Sosyal medya ve televizyonun pençesinde yaşam mücadelesi veren günümüz insanının, dünyanın geldiği duruma ve yapılması gerekenlere dair bir fikri bile yok. Çünkü umudu elinden alındı. İşte bu yüzden “Ben Fidel!” Umut kaybettiğimiz yerde, yeniden kazanmak için, ne olursa olsun mücadele etmemiz gerektiği için ve dünyada paradan daha değerli şeyler olduğuna inanmak için bu oyunu sahneye koyuyoruz.

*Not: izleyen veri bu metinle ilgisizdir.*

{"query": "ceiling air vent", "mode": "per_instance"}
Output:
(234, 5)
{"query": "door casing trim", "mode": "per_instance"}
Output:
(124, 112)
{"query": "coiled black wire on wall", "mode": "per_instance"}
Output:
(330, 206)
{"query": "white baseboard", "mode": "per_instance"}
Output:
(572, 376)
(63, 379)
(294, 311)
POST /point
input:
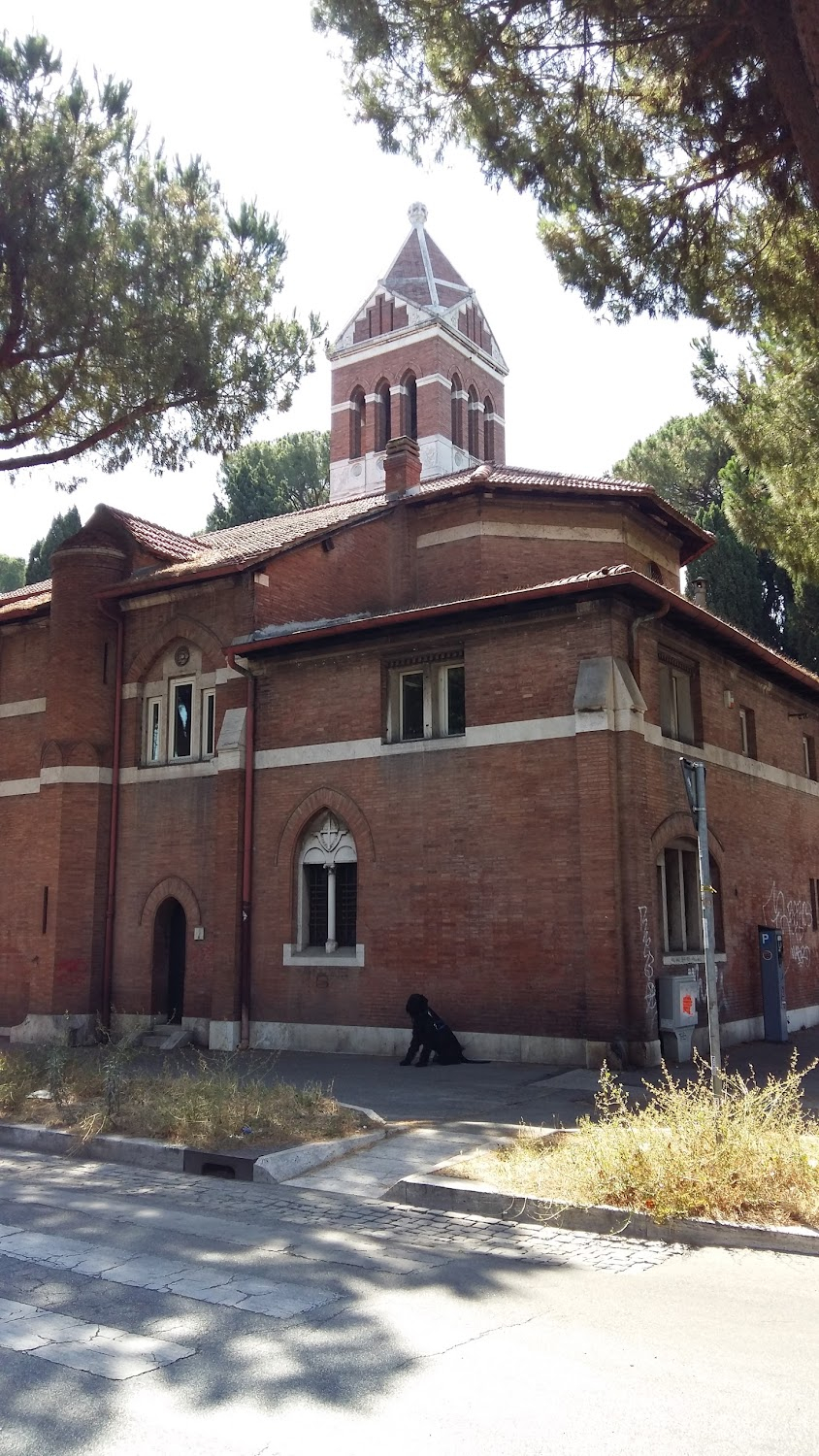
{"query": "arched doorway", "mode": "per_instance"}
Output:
(168, 977)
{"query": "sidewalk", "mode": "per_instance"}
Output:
(469, 1107)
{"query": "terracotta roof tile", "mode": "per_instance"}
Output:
(25, 599)
(157, 539)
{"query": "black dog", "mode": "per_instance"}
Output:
(431, 1033)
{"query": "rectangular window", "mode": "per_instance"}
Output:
(748, 733)
(426, 699)
(676, 701)
(411, 707)
(209, 722)
(678, 887)
(316, 905)
(681, 900)
(452, 701)
(153, 730)
(346, 896)
(182, 719)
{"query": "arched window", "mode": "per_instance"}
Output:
(473, 424)
(383, 415)
(410, 407)
(457, 424)
(180, 708)
(357, 415)
(678, 894)
(487, 430)
(328, 885)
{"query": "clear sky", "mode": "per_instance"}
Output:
(258, 95)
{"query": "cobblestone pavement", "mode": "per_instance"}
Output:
(389, 1231)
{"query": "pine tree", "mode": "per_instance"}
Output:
(273, 477)
(43, 550)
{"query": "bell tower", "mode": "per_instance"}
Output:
(416, 360)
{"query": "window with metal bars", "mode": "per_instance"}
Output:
(317, 903)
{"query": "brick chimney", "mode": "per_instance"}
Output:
(402, 465)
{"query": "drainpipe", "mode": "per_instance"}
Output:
(245, 946)
(111, 896)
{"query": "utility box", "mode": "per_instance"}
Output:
(772, 973)
(676, 1015)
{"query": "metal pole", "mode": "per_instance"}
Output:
(707, 902)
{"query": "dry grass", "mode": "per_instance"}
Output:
(755, 1159)
(209, 1106)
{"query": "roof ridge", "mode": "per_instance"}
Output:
(28, 588)
(143, 520)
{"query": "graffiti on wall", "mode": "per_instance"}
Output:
(647, 969)
(793, 917)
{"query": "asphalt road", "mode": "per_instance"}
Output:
(204, 1318)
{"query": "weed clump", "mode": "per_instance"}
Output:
(754, 1158)
(207, 1103)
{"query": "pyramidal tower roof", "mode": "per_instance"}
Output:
(420, 285)
(420, 273)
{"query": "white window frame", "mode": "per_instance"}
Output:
(154, 719)
(691, 935)
(443, 699)
(328, 842)
(404, 675)
(172, 687)
(676, 676)
(435, 698)
(209, 701)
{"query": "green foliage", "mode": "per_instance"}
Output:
(771, 413)
(682, 462)
(743, 585)
(801, 635)
(687, 462)
(43, 550)
(673, 153)
(659, 142)
(270, 478)
(12, 573)
(136, 311)
(754, 1158)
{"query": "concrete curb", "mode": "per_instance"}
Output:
(145, 1152)
(294, 1161)
(110, 1147)
(458, 1196)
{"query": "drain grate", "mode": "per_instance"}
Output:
(218, 1165)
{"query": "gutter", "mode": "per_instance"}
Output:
(606, 579)
(114, 823)
(246, 931)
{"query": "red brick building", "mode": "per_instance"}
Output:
(425, 737)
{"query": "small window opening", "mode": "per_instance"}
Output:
(384, 416)
(357, 418)
(411, 705)
(410, 407)
(473, 425)
(182, 710)
(487, 430)
(209, 722)
(457, 413)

‘Oyuncu Bulmakta Zorlandım’
Oyunun sahnelenme sürecine dair düşüncelerini paylaşan Erbilen, “Oyun metnini yazmam yaklaşık beş yıl sürdü. Fidel Castro ve Küba Devrimi üzerine çok az kaynak bulunmakta ve mevcut kaynakların çoğu ABD yanlısı bir bakış açısıyla yazılmış. Bu nedenle doğru bilgiye ulaşmak oldukça zordu. ABD ve küresel sermaye, Fidel ve Küba imajını zedelemek için medya ve sanat araçlarını etkin bir şekilde kullanmış durumda. Son nefesine kadar ülkesi için çalışan Fidel, genellikle despot bir diktatör olarak tanıtılırken, Küba halkının kazanımlarından bahsedilmiyor.” diyor.
Oyuncu Seçim Süreci
Erbilen, “Fidel Castro’yu oynamak, ‘Ben Fidel’ demek demektir. Orijinal ifadesi ‘Yo Soy Fidel’ olan bu söz, ilk kez Fidel Castro’nun cenazesinde toplanan kalabalık tarafından dile getirildi ve bu, dünyadaki tüm haksızlıklara karşı bir duyarlılığı temsil eden bir haykırıştı. Bu haykırışı sahneye yansıtacak oyuncuyu bulmakta epey zorlandım.” şeklinde devam ediyor. “Her oyuncu biraz solcu görünüm sergiliyor, her oyuncunun sol yumruğu havada ama bu tarz bir oyunda herkes biraz geri durdu. İçinde bulunduğumuz dönemin etkisi de bu durumu pekiştiriyor. Üç-beş yılımı Fidel’i oynayacak oyuncuyu aramakla geçirdim. Nihayetinde bu yolda Tolga Pancaroğlu’yla kesiştik. Kendisi Fidel Castro üzerine çok okudu, derinlemesine çalıştı ve karakteri müthiş bir şekilde içselleştirdi.”